Alex rolls his eyes and smiles fondly. “I’m not going to kill Craig, Myra.” Then, to me, he says, “Myra’s very literal. You get used to it.”
Myra says, “I’ve been working for a client, doing some forensic work on his books.” She leans back in her chair. “I know I’ve seen the evidence I need to prove his partner’s embezzling, but I can’t find it. I know it’s here.” She indicates a file cabinet. “I work better with print.” Then she points a finger at me. “Find it.”
That’s fair.
Shrugging, I walk over to the cabinet and Push. I open a drawer at random and pull whichever file seems brightest. I open another and pull two more. Then I walk over to Alex’s side of the office, where he’s got a matching set of cabinets, open one of his drawers, pull one last file from there, and deposit them all in front of Myra.
Alex says, “What the hell? She didn’t even tell you—.”

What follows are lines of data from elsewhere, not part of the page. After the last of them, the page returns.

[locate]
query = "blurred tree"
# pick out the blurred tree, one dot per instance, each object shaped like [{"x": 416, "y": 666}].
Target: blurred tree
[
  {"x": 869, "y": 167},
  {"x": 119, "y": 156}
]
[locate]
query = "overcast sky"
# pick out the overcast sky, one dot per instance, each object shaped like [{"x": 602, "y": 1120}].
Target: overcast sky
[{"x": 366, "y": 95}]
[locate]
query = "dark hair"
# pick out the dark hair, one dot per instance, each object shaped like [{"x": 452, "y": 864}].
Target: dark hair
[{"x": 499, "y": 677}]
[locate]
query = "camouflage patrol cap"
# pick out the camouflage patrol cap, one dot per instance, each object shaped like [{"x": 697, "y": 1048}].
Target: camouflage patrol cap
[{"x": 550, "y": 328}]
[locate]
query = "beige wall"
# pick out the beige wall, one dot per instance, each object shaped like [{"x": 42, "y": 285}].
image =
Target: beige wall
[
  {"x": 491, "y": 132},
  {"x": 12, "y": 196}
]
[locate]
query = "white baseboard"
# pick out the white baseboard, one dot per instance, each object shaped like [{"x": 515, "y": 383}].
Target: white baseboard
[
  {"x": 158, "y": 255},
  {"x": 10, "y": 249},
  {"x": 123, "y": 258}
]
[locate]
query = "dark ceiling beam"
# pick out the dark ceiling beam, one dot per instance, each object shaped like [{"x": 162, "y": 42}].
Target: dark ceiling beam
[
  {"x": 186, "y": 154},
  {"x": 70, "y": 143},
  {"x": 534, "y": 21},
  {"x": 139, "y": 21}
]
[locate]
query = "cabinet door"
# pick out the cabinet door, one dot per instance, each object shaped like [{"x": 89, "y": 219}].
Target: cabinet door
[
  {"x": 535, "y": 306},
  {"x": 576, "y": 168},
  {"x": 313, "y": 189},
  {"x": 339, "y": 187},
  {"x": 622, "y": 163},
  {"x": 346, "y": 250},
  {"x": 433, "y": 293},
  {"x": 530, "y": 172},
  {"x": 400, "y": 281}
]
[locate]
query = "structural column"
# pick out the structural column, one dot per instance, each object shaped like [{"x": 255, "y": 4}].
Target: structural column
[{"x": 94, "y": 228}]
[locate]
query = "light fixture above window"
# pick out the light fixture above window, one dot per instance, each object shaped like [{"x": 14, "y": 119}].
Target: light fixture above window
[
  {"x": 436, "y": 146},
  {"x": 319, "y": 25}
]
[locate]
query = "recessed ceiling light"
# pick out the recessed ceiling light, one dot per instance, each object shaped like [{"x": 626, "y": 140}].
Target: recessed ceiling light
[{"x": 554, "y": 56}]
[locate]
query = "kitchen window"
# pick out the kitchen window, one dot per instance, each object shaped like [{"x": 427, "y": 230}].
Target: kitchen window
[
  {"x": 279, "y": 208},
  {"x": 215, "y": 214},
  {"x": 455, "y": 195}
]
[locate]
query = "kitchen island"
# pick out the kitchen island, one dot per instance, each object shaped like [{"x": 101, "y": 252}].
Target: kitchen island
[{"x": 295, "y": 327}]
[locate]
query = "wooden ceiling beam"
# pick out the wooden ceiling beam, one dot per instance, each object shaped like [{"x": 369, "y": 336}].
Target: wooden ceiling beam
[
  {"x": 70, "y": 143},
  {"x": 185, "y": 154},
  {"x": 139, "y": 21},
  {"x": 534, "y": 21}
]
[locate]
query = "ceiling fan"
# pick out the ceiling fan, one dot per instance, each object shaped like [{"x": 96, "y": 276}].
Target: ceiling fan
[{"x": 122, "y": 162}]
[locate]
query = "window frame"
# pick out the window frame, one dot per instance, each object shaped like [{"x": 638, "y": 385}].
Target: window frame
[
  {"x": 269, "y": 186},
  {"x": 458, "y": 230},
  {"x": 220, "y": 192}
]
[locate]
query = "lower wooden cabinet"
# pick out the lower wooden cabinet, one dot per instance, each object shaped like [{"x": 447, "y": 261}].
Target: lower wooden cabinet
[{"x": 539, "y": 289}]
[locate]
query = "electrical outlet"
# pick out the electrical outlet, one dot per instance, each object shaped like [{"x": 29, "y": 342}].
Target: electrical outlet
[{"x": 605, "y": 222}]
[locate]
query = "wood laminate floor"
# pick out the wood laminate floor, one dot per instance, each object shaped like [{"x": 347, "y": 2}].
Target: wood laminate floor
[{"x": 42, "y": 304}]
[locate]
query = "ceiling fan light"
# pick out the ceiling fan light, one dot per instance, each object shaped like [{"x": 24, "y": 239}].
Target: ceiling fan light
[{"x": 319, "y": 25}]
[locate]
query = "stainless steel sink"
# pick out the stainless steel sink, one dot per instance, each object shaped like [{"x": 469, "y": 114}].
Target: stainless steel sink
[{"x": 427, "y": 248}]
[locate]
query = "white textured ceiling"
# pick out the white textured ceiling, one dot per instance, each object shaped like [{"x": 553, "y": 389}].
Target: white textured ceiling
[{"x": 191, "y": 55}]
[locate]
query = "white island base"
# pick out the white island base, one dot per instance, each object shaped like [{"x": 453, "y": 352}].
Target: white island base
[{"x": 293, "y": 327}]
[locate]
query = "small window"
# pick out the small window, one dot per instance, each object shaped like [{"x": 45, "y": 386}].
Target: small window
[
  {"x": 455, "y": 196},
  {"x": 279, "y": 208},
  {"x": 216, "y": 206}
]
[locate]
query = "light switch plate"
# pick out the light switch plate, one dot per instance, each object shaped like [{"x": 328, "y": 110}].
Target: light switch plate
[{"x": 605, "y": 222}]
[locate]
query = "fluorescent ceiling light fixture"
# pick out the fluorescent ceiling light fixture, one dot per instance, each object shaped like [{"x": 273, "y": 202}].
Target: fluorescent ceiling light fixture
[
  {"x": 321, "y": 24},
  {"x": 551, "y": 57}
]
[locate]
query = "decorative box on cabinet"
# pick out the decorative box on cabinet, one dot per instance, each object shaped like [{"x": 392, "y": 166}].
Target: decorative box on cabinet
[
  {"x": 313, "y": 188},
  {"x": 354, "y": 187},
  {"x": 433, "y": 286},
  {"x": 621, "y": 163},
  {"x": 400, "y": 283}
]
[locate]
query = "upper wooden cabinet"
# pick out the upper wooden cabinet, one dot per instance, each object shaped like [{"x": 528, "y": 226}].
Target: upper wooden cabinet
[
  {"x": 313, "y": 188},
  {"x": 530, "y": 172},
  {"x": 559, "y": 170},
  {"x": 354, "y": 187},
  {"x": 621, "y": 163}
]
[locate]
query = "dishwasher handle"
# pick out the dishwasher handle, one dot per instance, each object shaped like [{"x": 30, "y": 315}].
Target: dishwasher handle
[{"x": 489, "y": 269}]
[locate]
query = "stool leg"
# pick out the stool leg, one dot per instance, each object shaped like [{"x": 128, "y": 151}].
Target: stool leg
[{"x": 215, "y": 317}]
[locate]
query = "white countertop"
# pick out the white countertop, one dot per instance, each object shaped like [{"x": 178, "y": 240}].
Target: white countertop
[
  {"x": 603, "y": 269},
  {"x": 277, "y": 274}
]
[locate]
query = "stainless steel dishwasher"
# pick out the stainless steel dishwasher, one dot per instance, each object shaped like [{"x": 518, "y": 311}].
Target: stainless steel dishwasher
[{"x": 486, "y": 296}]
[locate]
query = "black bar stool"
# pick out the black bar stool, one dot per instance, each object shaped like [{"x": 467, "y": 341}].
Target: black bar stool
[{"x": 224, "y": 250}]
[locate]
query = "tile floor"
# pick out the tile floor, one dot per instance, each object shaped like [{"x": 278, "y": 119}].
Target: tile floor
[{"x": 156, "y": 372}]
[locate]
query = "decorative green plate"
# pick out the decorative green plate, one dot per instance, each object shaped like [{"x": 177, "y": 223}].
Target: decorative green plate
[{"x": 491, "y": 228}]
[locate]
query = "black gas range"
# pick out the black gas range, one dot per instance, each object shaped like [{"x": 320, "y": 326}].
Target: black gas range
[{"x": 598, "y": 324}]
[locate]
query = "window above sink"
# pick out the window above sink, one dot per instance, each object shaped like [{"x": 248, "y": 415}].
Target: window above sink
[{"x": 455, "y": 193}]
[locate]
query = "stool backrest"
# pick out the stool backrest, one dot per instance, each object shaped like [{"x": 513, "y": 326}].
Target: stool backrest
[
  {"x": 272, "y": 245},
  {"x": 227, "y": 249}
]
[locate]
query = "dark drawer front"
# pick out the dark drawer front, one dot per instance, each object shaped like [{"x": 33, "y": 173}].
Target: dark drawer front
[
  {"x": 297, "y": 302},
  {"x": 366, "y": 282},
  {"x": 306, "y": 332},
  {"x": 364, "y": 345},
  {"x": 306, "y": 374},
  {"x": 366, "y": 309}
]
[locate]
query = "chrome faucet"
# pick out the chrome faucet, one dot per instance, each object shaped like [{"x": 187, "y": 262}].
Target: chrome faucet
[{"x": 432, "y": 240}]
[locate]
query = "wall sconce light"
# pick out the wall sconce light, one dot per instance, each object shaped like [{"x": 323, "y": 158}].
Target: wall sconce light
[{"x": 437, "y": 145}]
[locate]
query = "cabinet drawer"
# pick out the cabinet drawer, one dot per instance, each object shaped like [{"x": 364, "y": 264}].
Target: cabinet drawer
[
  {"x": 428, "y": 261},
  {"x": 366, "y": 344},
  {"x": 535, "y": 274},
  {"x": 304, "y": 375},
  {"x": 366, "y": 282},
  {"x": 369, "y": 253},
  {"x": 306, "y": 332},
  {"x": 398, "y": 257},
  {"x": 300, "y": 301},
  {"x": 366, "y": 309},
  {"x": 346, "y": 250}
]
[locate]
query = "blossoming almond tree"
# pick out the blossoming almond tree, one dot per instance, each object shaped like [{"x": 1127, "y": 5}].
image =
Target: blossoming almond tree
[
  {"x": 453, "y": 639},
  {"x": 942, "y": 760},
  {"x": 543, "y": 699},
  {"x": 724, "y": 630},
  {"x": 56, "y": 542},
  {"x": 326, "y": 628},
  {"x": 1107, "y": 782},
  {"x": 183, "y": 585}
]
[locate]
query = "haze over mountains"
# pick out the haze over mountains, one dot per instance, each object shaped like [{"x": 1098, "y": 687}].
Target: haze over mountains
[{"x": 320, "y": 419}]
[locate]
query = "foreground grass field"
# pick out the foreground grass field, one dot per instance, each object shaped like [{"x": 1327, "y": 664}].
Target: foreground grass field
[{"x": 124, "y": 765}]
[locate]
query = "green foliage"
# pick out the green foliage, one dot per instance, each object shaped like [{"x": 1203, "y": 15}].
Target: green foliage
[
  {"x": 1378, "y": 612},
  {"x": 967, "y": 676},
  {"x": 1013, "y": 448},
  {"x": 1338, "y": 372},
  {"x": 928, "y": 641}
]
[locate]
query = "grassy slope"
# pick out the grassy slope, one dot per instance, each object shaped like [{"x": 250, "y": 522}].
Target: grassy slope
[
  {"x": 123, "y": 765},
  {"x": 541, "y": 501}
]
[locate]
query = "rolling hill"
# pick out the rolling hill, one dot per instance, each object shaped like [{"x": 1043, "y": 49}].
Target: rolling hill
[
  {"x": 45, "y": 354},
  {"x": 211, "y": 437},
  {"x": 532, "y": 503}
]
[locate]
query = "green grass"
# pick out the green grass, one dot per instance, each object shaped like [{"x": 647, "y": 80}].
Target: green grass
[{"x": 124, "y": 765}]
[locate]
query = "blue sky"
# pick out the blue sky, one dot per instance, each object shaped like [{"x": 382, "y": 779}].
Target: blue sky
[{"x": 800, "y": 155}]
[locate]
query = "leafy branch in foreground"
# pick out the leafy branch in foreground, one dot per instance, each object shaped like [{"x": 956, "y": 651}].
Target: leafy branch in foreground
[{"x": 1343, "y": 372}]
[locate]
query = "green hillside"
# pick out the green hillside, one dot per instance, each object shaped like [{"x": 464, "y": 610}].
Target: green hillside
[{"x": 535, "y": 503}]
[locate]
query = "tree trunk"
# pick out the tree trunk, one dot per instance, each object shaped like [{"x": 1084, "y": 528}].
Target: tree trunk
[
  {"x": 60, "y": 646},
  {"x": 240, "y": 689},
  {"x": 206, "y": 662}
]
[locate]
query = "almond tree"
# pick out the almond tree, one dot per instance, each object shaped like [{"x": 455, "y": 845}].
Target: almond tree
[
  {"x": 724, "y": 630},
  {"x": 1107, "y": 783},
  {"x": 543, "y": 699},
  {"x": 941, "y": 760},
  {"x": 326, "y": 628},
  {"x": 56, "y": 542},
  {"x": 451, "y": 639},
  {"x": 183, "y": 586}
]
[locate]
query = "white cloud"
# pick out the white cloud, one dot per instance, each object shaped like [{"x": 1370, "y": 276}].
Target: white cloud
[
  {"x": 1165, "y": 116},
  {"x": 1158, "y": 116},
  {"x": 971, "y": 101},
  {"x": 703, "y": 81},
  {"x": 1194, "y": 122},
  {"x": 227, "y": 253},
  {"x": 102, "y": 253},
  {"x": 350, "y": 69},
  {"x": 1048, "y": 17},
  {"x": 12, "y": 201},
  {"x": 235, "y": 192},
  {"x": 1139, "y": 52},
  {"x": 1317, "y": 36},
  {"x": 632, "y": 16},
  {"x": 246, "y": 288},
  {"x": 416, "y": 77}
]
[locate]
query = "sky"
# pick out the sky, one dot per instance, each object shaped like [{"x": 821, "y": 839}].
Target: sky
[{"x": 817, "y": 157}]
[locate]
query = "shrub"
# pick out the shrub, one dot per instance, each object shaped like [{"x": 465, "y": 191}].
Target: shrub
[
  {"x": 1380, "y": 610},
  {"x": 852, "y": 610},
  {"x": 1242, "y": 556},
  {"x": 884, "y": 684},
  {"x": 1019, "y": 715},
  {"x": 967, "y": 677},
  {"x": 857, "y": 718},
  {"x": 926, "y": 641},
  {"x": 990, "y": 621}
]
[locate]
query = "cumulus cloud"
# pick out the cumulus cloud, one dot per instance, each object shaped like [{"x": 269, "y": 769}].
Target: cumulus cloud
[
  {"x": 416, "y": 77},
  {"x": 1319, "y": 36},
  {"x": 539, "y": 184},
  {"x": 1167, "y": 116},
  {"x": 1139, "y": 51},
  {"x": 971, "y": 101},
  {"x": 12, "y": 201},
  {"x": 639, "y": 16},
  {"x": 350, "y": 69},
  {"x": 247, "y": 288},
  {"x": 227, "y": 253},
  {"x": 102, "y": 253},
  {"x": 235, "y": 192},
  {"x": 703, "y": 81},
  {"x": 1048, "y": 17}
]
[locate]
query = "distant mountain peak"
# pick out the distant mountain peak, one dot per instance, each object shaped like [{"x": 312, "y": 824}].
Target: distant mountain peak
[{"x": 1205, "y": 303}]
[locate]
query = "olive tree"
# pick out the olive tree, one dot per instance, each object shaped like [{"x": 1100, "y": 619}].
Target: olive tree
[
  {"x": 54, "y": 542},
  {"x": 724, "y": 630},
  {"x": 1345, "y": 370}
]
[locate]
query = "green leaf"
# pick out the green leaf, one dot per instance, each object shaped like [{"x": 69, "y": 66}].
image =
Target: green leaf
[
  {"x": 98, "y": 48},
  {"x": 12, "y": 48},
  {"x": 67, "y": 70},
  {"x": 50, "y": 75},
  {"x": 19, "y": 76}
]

Myra holds up a finger as she goes through what I brought her. After a minute or two, she says, “My God, this is it.” Then she says, “I think. What the fuck is this?” She holds up the file I brought over from Alex’s stuff. His folders are all blue while Myra’s are green. “Never mind,” she says. “I’m convinced. Alex, you and I will take a look at this,” she holds up the blue folder, “Later. It doesn’t make any sense to me, but it’s in your bailiwick, after all.”
Alex looks doubtful. “Well, if you say so, Myra. Mr. Walker, you’ve got yourself a lawyer and an accountant in one fell swoop. We charge a thousand-dollar retainer, payable now, if it’s convenient.”
Myra snorts. “And even if it isn’t.”
I hand over my bank card.
Alex takes it to his desk, pulls out one of those reader thingies you attach to a tablet, and swipes it.
After a long moment, he swipes it again.
“Um, you got another card?” asks Alex.
I have a sinking feeling. Sure enough, when I check my bank app, all my money is gone.